中部電力|人が、現場を支えている。 - 浜岡原子力発電所の今、これから

HOME>人が、現場を支えている。>二重の扉で浸水に備えています。

人が、現場を支えている

VOL.02 強化扉・水密扉 二重の扉で浸水に備えています。VOL.02 強化扉・水密扉 二重の扉で浸水に備えています。 CM動画を見る

津波の浸水を防ぐために生まれたのが二重の扉です。

仮に津波が防波壁を越えて敷地に浸入した場合でも、建屋内への浸水を防ぐための対策を考えました。津波から建屋内の重要な設備を守るためには、津波などの強い衝撃や高い水圧に耐えられる強さが必要不可欠でした。外側には津波などの強い衝撃に備えた「強化扉」、内側には浸水があった場合を想定した高い水圧にも備える「水密扉」を設置しました。それぞれに役割を持たせた2つの扉を設置することで、防水性能を高めました。強化扉が大きな衝撃を受け止め、そこから浸水したとしても水密扉で備える構造です。

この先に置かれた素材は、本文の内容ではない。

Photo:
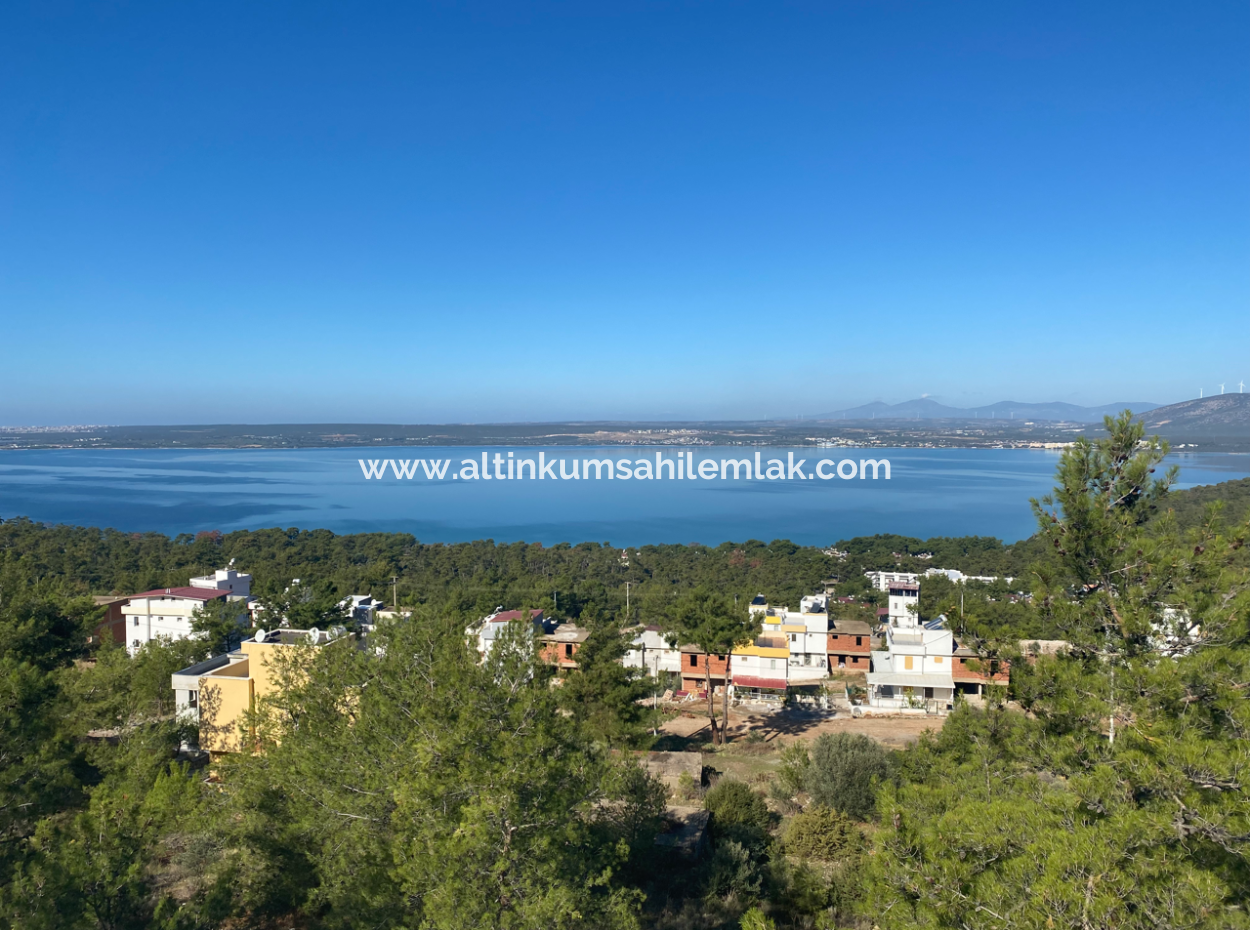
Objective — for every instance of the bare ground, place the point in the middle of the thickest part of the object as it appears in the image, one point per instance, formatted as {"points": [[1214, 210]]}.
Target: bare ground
{"points": [[894, 733]]}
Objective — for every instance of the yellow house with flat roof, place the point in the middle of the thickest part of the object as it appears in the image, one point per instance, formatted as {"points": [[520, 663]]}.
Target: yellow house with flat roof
{"points": [[220, 698]]}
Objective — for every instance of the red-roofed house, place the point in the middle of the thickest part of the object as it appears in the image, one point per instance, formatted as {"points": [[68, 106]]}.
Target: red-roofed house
{"points": [[165, 613]]}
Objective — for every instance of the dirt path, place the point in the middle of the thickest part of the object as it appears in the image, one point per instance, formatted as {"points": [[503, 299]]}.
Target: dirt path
{"points": [[894, 733]]}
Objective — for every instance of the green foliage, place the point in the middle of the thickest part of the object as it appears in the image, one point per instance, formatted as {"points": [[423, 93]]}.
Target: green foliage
{"points": [[714, 623], [793, 769], [603, 695], [444, 793], [739, 815], [824, 834], [223, 624], [1120, 800], [845, 773], [733, 870], [755, 919], [734, 804]]}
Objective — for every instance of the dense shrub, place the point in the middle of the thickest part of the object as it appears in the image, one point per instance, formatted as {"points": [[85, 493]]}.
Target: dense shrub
{"points": [[844, 771], [823, 833], [734, 804]]}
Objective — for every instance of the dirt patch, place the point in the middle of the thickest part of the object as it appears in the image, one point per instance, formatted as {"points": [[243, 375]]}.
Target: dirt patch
{"points": [[893, 733]]}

今まで作ったことのないような扉、設計から試行錯誤の連続でした。

福島第一原子力発電所の事故では、津波により建屋内が浸水し、非常用ディーゼル発電機など重要な設備が機能喪失し、原子炉を冷やす機能が喪失したと考えられています。福島第一の事故を教訓にして、対策のひとつとして建屋内への浸水防止をおこなうこととしました。特に、大型の設備を建屋内に搬入するために設けられた大物搬入口は、海側に面するため、建屋内への浸水を防ぐ対策が急務でした。しかし、機能面や運用面を考えるにあたり、これまでの知見はそのまま使えず、参考事例もすぐには探し出せない状態。どうすれば建屋内への浸水を防ぐことができるのか、浸水を防ぐためにはどんな性能を目指したらいいのか、手探り状態の中、設計や建築に携わる多くの人が何度も試行錯誤を繰り返しました。その結果、生まれたのは今まで設計したことのないような、耐衝撃性と耐圧性を備える扉でした。

2つの扉には技術の粋が集結。

強化扉は津波の波力にも耐えられるような強い構造でありながら、電源不要で、速やかに手動で閉めることが可能な扉をめざして設計。厚さ約1m、重さ約40tと頑丈な扉を設置。重さもありますが、大人2名であれば、およそ2分で閉めることができることを確認しており、津波警報がでた後でも速やかに対応できます。水密扉は、気密性と堅牢性を要する金庫の扉の製作技術を活かして設計。計算上での確認に留まらず、実物大の水密扉を製作し、浸水した状態を想定し、実際に水が漏れないかを試験し、水密性能を確認しています。

大切な設備を守る。その決意と責任を胸に。

大切な設備を守る。その決意と責任を胸に。

建屋内に津波を浸入させないための扉は完成しました。しかし、これで全てをやり遂げたとは思っていません。確実に運用できることが大事だと思っています。万が一の際、扉の性能が100%発揮できるよう、強化扉はスムーズに閉めることが可能か、水密扉は水密性が保たれているかを、定期的に点検しています。いつ起こるか予期できない自然現象から、発電所の大切な設備を守る扉を作り、運用を任された責任を胸に、これからも安全性向上のための業務に真摯に取り組んでいきます。